API

DiscreteAndContinuous(N::Int,grids; kwargs...)

Defines a value function that combines a discrete and a continuous state variables ...

Arguments

• N::Int: number of discrete states
• `grids: a vector with an element for level fo the discrete state that is its self a vector with the grids for the continuous state

Key words:

• v0: Initial value, defaults to 0.
• order: order of BSpline approximation, defaults to BSpline(Cubic(Line(OnGrid())))
• extrap: extrapolation method, defaults to Flat().

DynamicProgram

Stores the data required to define a dynamic programming problem along with the value V and policy functions P. ...

Elements:

- R: the reward function, takes the form R(s,u,X,p) where s is the state and u is the decision variable, X is random varible inputs and p are paramters
- F: the state update function, takes the form F(s,u,X,p).
- p: the state update parameters, ComponentArray it must be compatable with both R and F. 
- u: the decision variables, a matrix where each column give a possibel valueof the decision variable u. 
- X: the random variables, an AbstractRandomVariable object.
- δ: the discount factor, Float64.
- V: the value function, a AbstractValueFunction object.
- P: the policy function, a AbstractValueFunction object.
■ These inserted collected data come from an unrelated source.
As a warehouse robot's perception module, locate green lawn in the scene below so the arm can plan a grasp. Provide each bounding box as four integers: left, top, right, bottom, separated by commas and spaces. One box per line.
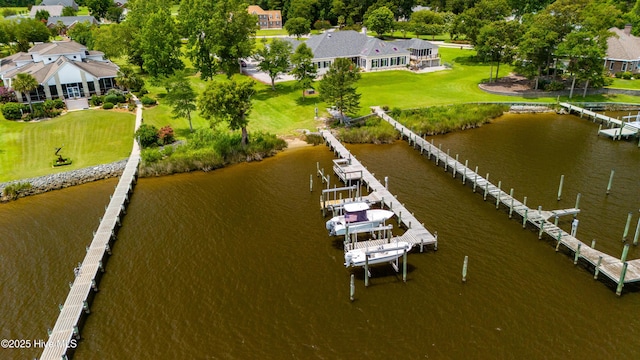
0, 110, 135, 181
609, 79, 640, 90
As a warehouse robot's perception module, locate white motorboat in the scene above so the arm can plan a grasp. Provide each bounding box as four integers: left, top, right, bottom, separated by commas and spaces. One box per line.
326, 202, 394, 236
344, 241, 411, 267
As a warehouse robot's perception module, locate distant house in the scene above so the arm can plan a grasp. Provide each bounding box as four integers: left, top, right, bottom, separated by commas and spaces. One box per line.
247, 5, 283, 29
0, 41, 119, 103
289, 30, 440, 73
29, 5, 64, 19
47, 15, 99, 29
605, 25, 640, 74
40, 0, 78, 10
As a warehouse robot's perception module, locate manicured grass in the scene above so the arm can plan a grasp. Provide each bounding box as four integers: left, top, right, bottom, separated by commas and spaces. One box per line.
609, 79, 640, 90
256, 29, 289, 37
0, 110, 135, 181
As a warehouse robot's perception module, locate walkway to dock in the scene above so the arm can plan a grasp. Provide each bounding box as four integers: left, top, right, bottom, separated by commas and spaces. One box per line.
560, 103, 640, 141
373, 107, 640, 295
40, 102, 142, 360
320, 130, 438, 251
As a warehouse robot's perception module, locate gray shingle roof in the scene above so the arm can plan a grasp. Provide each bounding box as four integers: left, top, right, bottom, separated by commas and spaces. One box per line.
607, 28, 640, 60
47, 15, 98, 26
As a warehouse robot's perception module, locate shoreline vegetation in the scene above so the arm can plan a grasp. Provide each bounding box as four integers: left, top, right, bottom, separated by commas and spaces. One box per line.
338, 104, 509, 144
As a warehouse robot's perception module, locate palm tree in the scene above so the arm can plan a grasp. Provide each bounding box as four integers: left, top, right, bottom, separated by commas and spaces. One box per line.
11, 73, 40, 113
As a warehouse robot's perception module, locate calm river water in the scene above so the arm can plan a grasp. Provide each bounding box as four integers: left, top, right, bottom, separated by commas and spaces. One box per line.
0, 115, 640, 359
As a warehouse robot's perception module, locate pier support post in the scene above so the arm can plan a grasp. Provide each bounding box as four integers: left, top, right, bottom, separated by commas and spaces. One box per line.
402, 251, 407, 283
593, 255, 602, 280
462, 160, 469, 185
556, 231, 562, 252
496, 180, 502, 210
509, 188, 514, 219
462, 255, 469, 282
444, 149, 451, 172
616, 263, 627, 296
364, 253, 369, 287
607, 169, 616, 195
349, 274, 356, 301
633, 218, 640, 245
558, 175, 564, 201
622, 213, 633, 241
620, 244, 629, 263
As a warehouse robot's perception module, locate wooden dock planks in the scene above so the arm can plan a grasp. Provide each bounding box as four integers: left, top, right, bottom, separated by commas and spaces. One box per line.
40, 100, 142, 360
320, 130, 438, 250
373, 104, 640, 292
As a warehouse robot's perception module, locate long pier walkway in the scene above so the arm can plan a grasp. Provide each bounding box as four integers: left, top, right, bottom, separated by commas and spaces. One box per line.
560, 103, 640, 140
40, 102, 142, 360
372, 107, 640, 295
320, 130, 438, 251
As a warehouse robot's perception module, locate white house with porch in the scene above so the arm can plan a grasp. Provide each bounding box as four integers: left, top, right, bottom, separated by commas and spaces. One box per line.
0, 41, 119, 103
290, 30, 440, 73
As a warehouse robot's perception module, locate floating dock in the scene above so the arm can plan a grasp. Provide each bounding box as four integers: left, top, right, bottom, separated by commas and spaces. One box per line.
40, 102, 142, 360
372, 107, 640, 295
320, 130, 438, 252
560, 103, 640, 141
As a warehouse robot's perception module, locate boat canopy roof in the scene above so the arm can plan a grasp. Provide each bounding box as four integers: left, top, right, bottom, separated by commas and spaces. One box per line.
344, 202, 369, 212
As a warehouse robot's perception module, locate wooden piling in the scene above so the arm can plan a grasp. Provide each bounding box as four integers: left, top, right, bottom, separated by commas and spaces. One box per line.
622, 213, 633, 241
462, 255, 469, 282
616, 263, 627, 296
496, 180, 502, 210
402, 251, 407, 283
633, 218, 640, 245
593, 255, 602, 280
349, 274, 356, 301
558, 175, 564, 201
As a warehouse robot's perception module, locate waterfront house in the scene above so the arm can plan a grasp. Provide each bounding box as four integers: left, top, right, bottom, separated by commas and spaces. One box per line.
605, 25, 640, 76
247, 5, 283, 30
0, 41, 119, 103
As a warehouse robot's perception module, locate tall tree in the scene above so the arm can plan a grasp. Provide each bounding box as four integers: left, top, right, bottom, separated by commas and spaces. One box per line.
284, 18, 311, 39
139, 2, 184, 76
198, 77, 255, 146
86, 0, 113, 19
11, 73, 40, 113
318, 58, 360, 122
364, 6, 393, 37
476, 20, 520, 82
164, 71, 196, 132
291, 43, 318, 97
178, 0, 258, 79
254, 39, 291, 90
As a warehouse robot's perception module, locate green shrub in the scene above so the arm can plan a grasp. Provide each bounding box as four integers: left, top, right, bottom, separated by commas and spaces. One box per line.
140, 148, 163, 164
2, 103, 24, 120
134, 124, 158, 148
140, 96, 158, 106
544, 81, 564, 91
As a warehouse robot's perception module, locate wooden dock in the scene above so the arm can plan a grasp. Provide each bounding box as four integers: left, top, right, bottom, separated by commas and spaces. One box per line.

DynamicProgram(R::Function, F::Function,  p::ComponentArray, u::Matrix{Float64}, X::AbstractRandomVariable, δ::Float64, grid...; kwrds...  )
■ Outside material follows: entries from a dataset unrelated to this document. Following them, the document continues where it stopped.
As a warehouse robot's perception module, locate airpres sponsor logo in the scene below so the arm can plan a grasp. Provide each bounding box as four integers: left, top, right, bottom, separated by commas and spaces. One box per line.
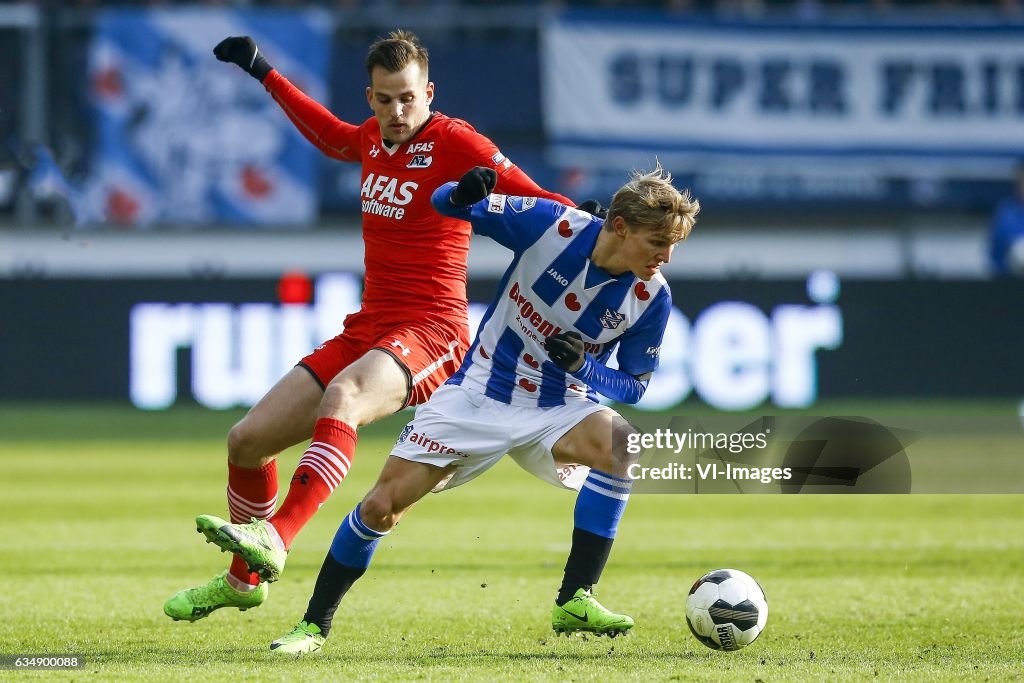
508, 197, 537, 213
395, 422, 413, 445
406, 155, 434, 168
359, 173, 420, 220
409, 431, 469, 458
487, 195, 508, 213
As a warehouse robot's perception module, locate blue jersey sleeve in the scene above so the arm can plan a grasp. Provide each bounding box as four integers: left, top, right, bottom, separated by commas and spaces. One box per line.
572, 355, 647, 403
615, 287, 672, 379
430, 182, 568, 253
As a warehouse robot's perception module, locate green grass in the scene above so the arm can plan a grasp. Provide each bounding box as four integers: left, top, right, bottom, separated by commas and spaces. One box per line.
0, 405, 1024, 682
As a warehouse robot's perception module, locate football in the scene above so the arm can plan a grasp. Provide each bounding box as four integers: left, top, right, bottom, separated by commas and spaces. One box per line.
686, 569, 768, 650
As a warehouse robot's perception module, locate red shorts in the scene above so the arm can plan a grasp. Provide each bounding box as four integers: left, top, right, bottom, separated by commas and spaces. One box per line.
299, 310, 469, 405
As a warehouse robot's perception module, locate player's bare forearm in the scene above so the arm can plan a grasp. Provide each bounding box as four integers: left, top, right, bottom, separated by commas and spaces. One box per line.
495, 166, 575, 206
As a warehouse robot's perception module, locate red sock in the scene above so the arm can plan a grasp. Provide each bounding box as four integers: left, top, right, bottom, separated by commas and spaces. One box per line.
227, 460, 278, 586
270, 418, 356, 548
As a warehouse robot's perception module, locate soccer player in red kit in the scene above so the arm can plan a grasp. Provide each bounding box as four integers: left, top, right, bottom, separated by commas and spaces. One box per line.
164, 31, 572, 622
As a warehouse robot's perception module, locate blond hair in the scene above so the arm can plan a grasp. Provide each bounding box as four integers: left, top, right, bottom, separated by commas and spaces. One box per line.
367, 31, 429, 79
604, 162, 700, 243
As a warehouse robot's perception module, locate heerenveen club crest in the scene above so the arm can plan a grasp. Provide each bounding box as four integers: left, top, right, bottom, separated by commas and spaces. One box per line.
601, 308, 626, 330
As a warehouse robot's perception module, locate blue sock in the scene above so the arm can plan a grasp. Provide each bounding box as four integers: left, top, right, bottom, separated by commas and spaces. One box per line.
331, 505, 387, 569
303, 505, 387, 637
573, 470, 633, 539
555, 470, 633, 605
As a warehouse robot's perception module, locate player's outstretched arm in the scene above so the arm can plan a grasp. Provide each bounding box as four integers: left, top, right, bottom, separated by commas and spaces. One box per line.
430, 166, 568, 253
213, 36, 273, 83
544, 331, 647, 403
213, 36, 359, 162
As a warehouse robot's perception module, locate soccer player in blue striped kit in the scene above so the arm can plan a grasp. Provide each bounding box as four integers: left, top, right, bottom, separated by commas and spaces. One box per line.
270, 165, 699, 654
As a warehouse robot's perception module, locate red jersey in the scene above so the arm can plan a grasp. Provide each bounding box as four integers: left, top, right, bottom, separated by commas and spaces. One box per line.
263, 71, 572, 319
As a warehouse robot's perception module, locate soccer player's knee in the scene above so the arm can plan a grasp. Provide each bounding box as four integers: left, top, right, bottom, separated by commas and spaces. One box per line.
227, 420, 265, 467
322, 377, 367, 419
359, 487, 400, 531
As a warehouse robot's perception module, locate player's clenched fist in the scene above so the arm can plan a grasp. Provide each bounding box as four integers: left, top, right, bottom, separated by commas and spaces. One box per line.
450, 166, 498, 206
544, 332, 586, 373
213, 36, 273, 83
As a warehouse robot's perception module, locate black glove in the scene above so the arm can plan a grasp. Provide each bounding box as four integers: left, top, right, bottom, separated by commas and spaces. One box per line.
544, 332, 587, 373
451, 166, 498, 207
577, 200, 608, 220
213, 36, 273, 83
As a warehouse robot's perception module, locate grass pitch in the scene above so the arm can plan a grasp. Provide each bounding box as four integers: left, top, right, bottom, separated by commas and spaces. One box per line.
0, 407, 1024, 681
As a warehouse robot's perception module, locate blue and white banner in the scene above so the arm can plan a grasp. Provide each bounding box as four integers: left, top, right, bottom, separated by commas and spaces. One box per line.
83, 8, 331, 225
542, 12, 1024, 177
Solves a continuous state, discrete action dynamic optimization problem using value function iteration and returns the solution as a DynamicProgram object. ...

Arguments:

- V: the value function, a AbstractValueFunction object
- R: the reward function, takes the form R(s,u,X,p) where s is the state and u is the decision variable, X is random varible inputs and p are paramters
- F: the state update function, takes the form F(s,u,X,p). 
- p: the state update parameters, ComponentArray it must be compatable with both R and F. 
- u: the decision variables, a matrix where each column give a possibel valueof the decision variable u. 
- X: the random variables, an AbstractRandomVariable object.
- δ: the discount factor, Float64.

Keyword arguments:

- solve: whether to solve the problem, defaults to "conditional". The problem will not solve if the estiamted time is larger than ten minutes, this can be over ridden by setting solve = true to always solve or solvefalse to never solve. `.
- order_policy: the order of the interpolation for the policyfunction, defaults to Constant()
- extrap: the value to use for extrapolation, defaults to Float()
- tolerance: the tolerance for VFI convergence, defaults to 1e-5
- maxiter: the maximum number of iterations, defaults to round(Int, 3/(1-δ))

Values:

- a DynamicProgram object

MCRandomVariable

A struct that represents a mulitvariate random variable with samples that can be updated in place. ... Elements: - N: the number of samples - dims: the dimension of the random variable - nodes: a matrix of samples - weights: a vector of weights (1/N) - sample: a function for drawing samples from the distribution

MCRandomVariable(sample::Function, N::Int)

Initializes an instance of a MCRandomVariable using a sampler function and a desired number of samples.

The MCRandomVariable stores the sampels in a matrix of size dims x N where dims is the dimension of the random variable and N is the number of samples. Calling the MCRandomVariable object as a function will update the samples in place allowing for memory efficent resampling.

The MCRandomVariable object also stores a vector of weights which are initialized to 1/N. This allows the MCRandomVariable to be substituted for quadrature schemes represetned by the RandomVaraibles.jl interface. ...

Arguments:

- sample: a function for drawing samples from the distribution
- N: the number of samples

Values:

- a MCRandomVariable object

MCRandomVariable(sample::Function, N::Int)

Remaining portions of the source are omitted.